In the MUTANT project, we focus on realtime and online methods of music information retrieval out of audio signals. One of the primary goals of such systems is to fill in the gap between signal representation and symbolic information (such as pitch, tempo, expressivity, etc.) contained in music signals. MUTANT's current activities focus on two main applications: score following or realtime audio-to-score alignment [2] , and realtime transcription of music signals [20] with impacts both on signal processing using machine learning techniques and their application in real-world scenarios.

The team-project will focus on two aspects of realtime machine listening:

  1. Application-Driven Approach: First, to enhance and foster existing application-driven approaches within the team such as realtime alignment algorithms and polyphonic pitch transcription. Our contributions on this line correspond to extensions of existing algorithmic approaches to realtime audio alignment and transcription to create new interactive application paradigms with new algorithmic approaches. Arshia Cont's ongoing realtime alignment in Antescofo as well as realtime transcription using non-negative factorization methods [20] are examples of this.

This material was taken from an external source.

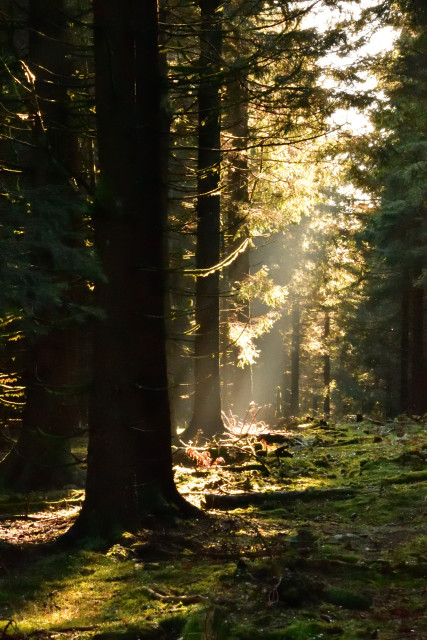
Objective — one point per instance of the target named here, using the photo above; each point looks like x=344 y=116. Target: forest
x=213 y=267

  2. Music Information Geometry: In parallel to concrete applications, we hope to theoretically contribute to the problem of signal representations of audio streams for effortless retrieval of high-level information structures. We have recently shown in [4] that the gap between the symbolic/semantic and signal aspects of music information mostly lies on constructing a well-behaved representational space before any algorithmic considerations, by employing the emerging methods of information geometry. Arnaud Dessein's ongoing PhD thesis is focused on this aspect of the project.